L'ancien ministre de l'Énergie, Kulman Ghising, qui a qualifié le déluge d'événement « centennal », affirme que c'est une leçon en matière de conception et de choix des sites. « Nous devons concevoir les centrales [pour qu'elles soient] plus résistantes aux inondations et, surtout, adopter des systèmes d'alerte précoce ainsi que des mesures d'évacuation d'urgence robustes », a-t-il déclaré à Mongabay. Des centaines de travailleurs de l'hydroélectricité, d'ingénieurs et de résidents sont peut-être encore piégés dans des tunnels remplis de boue, ajoutant une urgence sinistre à ses paroles.
Un « réexamen » pourrait signifier des centrales à réservoir situées plus bas, stockant l'eau pour une libération contrôlée. Mais cela a un coût économique et environnemental élevé. Certains se demandent si le Népal a mis trop d'œufs dans un panier très humide. « Nous ne devrions pas mettre tous nos œufs dans le même panier en ces temps dangereux », déclare Kushal Gurung, fondateur de WindPower Nepal. « Nous devons sérieusement adopter d'autres alternatives, comme le solaire et l'éolien. Et pour cela, nous devrons réviser notre politique énergétique qui est actuellement très pro-hydroélectrique. »

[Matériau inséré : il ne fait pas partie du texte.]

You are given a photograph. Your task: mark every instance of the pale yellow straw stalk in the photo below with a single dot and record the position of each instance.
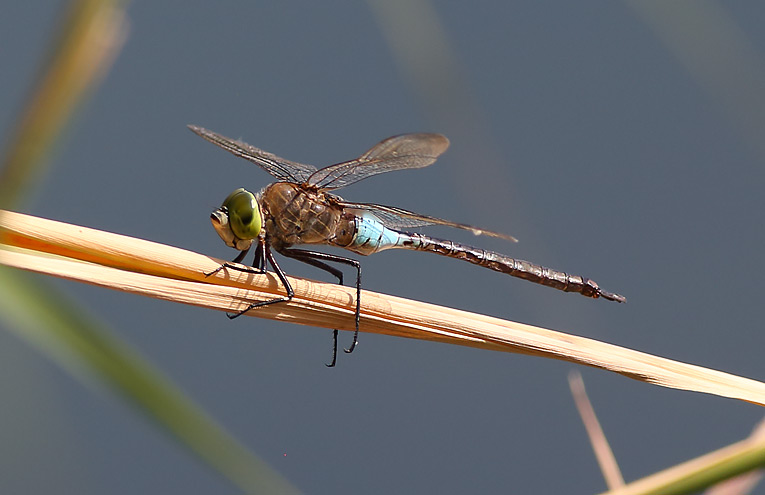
(156, 270)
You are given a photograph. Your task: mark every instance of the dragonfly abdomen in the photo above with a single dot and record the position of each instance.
(505, 264)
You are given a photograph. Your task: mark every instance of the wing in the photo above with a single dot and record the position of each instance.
(398, 218)
(394, 153)
(283, 170)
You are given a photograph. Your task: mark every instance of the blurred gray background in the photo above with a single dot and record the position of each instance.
(614, 141)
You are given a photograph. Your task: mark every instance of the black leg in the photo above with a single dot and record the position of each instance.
(262, 256)
(317, 259)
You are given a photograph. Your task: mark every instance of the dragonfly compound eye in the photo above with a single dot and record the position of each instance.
(244, 219)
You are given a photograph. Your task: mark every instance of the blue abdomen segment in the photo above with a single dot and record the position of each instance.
(373, 236)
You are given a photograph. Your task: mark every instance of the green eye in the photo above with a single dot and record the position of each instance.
(243, 214)
(238, 220)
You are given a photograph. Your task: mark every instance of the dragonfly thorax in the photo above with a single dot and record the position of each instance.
(296, 215)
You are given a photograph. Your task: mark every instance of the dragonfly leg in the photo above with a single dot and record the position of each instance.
(269, 257)
(259, 263)
(317, 259)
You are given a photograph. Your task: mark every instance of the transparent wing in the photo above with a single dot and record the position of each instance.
(283, 170)
(394, 153)
(398, 218)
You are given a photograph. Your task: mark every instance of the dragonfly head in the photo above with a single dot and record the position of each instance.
(238, 220)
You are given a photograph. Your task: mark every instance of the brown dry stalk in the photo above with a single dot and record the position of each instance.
(143, 267)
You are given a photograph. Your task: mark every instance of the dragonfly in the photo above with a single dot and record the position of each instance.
(299, 209)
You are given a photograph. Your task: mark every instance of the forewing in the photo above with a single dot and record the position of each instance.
(398, 218)
(283, 170)
(394, 153)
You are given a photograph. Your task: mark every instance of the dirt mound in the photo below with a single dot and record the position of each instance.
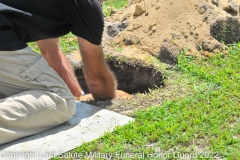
(164, 27)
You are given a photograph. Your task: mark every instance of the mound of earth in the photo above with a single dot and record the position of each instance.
(164, 28)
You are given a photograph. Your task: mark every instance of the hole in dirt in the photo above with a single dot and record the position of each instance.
(132, 77)
(226, 30)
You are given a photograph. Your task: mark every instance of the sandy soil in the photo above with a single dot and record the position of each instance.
(164, 27)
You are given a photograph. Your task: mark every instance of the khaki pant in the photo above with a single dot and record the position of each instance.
(33, 97)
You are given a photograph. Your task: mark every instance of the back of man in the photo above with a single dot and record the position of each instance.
(37, 93)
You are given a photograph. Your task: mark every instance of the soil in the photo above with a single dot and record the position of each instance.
(161, 29)
(165, 28)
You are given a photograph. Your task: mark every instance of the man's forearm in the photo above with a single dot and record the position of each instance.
(51, 51)
(101, 81)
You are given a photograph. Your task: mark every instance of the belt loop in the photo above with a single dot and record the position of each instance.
(35, 70)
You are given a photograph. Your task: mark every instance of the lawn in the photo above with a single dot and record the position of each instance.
(204, 124)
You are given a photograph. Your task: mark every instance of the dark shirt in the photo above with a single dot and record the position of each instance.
(23, 21)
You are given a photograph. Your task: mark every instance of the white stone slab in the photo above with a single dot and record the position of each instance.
(88, 123)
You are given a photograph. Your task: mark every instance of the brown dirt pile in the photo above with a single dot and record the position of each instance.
(164, 27)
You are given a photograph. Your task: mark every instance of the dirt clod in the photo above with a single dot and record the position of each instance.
(187, 24)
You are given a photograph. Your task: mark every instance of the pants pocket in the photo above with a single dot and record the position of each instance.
(44, 77)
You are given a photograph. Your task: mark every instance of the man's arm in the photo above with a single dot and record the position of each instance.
(100, 80)
(51, 51)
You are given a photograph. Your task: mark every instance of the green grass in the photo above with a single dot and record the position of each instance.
(201, 120)
(206, 122)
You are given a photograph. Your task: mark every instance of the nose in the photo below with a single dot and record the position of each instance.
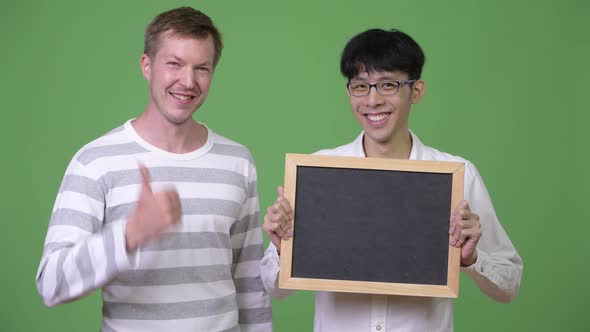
(188, 78)
(374, 99)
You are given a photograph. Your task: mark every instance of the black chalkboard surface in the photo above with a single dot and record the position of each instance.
(371, 225)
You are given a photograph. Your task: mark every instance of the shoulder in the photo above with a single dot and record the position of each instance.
(226, 147)
(114, 143)
(350, 149)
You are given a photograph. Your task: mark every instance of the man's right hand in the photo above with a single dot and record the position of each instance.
(154, 213)
(278, 220)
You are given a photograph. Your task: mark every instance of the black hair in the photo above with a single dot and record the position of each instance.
(380, 50)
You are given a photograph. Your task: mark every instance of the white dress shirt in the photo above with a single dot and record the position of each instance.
(497, 271)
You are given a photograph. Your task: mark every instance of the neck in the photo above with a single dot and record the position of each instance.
(172, 137)
(398, 147)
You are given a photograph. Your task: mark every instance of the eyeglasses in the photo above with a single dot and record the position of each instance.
(384, 88)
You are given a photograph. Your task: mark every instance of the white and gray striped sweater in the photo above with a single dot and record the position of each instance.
(202, 275)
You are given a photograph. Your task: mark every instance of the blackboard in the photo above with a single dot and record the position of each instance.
(371, 225)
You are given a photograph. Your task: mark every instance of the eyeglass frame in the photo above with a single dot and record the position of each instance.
(399, 82)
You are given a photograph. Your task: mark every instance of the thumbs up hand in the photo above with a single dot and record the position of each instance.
(154, 213)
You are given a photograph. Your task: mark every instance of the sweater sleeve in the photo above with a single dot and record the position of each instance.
(498, 269)
(81, 253)
(246, 236)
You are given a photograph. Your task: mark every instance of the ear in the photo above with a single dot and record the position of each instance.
(418, 90)
(146, 66)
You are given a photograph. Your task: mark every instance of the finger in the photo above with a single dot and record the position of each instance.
(276, 240)
(283, 226)
(281, 191)
(458, 208)
(470, 232)
(145, 177)
(273, 228)
(469, 247)
(285, 209)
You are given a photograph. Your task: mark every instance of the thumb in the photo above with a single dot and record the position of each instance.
(145, 178)
(281, 191)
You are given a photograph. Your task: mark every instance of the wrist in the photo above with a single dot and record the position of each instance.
(131, 239)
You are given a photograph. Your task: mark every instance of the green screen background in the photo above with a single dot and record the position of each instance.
(507, 89)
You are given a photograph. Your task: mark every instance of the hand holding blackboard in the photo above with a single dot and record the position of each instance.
(278, 220)
(465, 232)
(370, 225)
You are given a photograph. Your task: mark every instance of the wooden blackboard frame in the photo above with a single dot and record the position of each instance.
(286, 279)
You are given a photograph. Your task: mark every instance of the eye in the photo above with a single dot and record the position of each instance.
(359, 86)
(388, 86)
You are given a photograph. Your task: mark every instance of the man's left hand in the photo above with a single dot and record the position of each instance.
(465, 232)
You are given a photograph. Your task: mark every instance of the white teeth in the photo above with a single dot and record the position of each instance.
(377, 117)
(181, 97)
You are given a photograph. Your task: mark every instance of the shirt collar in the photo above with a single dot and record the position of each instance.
(415, 154)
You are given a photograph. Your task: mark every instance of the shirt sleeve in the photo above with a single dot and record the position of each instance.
(498, 269)
(254, 306)
(81, 253)
(269, 270)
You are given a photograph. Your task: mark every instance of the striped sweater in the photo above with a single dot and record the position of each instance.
(201, 275)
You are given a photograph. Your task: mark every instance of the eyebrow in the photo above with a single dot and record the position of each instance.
(377, 78)
(202, 64)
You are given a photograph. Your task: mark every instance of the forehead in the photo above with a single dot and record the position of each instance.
(380, 76)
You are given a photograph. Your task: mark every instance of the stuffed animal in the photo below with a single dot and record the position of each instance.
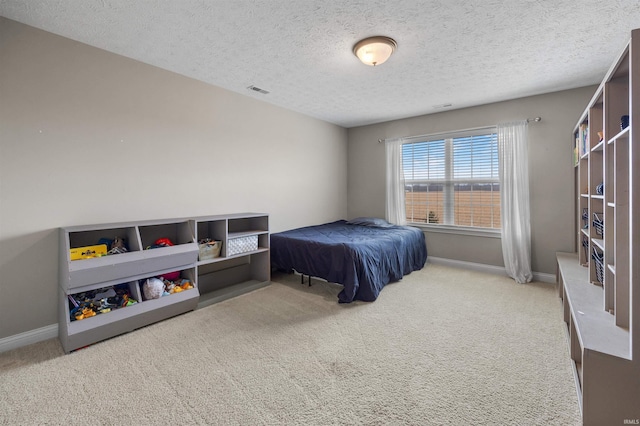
(153, 288)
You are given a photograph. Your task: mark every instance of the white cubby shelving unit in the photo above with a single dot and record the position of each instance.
(600, 285)
(213, 280)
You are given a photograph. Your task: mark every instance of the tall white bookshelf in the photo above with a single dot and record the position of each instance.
(600, 285)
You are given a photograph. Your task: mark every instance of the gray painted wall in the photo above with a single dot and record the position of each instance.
(91, 137)
(551, 174)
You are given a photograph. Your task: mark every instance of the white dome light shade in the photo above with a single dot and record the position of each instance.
(374, 50)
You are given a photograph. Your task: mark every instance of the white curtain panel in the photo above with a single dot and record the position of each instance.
(395, 210)
(514, 200)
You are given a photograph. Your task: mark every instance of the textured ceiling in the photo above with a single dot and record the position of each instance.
(458, 52)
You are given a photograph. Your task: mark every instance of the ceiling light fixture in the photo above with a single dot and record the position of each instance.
(374, 51)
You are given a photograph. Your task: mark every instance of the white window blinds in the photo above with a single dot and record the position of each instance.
(453, 180)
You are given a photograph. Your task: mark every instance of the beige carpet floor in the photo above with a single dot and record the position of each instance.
(441, 347)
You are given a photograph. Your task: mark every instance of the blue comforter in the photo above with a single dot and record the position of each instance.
(362, 258)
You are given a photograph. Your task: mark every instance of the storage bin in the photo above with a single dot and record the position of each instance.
(242, 245)
(209, 249)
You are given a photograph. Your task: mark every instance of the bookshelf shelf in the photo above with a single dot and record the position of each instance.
(600, 285)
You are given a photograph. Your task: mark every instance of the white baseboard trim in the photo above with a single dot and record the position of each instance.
(28, 337)
(51, 331)
(490, 269)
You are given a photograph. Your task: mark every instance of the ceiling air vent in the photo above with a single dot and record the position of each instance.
(257, 89)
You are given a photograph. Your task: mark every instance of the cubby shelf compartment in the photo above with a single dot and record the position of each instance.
(233, 274)
(134, 263)
(140, 261)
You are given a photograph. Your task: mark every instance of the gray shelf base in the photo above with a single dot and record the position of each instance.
(229, 292)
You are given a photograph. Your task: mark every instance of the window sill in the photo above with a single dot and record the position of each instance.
(459, 230)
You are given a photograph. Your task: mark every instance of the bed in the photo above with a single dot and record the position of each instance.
(363, 254)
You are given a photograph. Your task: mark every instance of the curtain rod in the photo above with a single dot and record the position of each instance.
(529, 120)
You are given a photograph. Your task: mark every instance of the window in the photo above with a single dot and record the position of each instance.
(453, 179)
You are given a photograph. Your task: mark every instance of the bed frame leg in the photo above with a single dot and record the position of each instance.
(302, 279)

Vivek Shastry de l'Université Columbia est d'accord : « Des ajouts significatifs de production éolienne et solaire constituent une stratégie de résilience qui peut limiter les défaillances futures du système électrique, qu'elles soient ponctuelles ou interconnectées. » Un rapport d'une agence de développement allemande suggère que le potentiel solaire du Népal est environ dix fois supérieur à sa capacité hydroélectrique. Mais Puspa Sharma de l'Université nationale de Singapour prévient que la diversification ne peut aller que « dans une mesure limitée ». L'hydroélectricité, note-t-il, donne au Népal un avantage concurrentiel massif sur ses voisins sud-asiatiques.
Malgré les risques, l'hydroélectricité domine toujours les grands investissements. Le projet Upper Trishuli-1 - maintenant presque détruit - était l'un des plus grands investissements directs étrangers du Népal, évalué à environ 647 millions de dollars, soutenu par la Banque asiatique de développement et la Société financière internationale. L'Upper Trishuli 3A, également gravement endommagé, est un autre exemple. La reconstruction sera coûteuse et longue, mais le Népal semble déterminé à poursuivre sur cette voie, peut-être avec une conception plus robuste. Cependant, comme le dit un expert, « il est temps de diversifier, non seulement pour la sécurité énergétique, mais aussi pour la sécurité tout court ».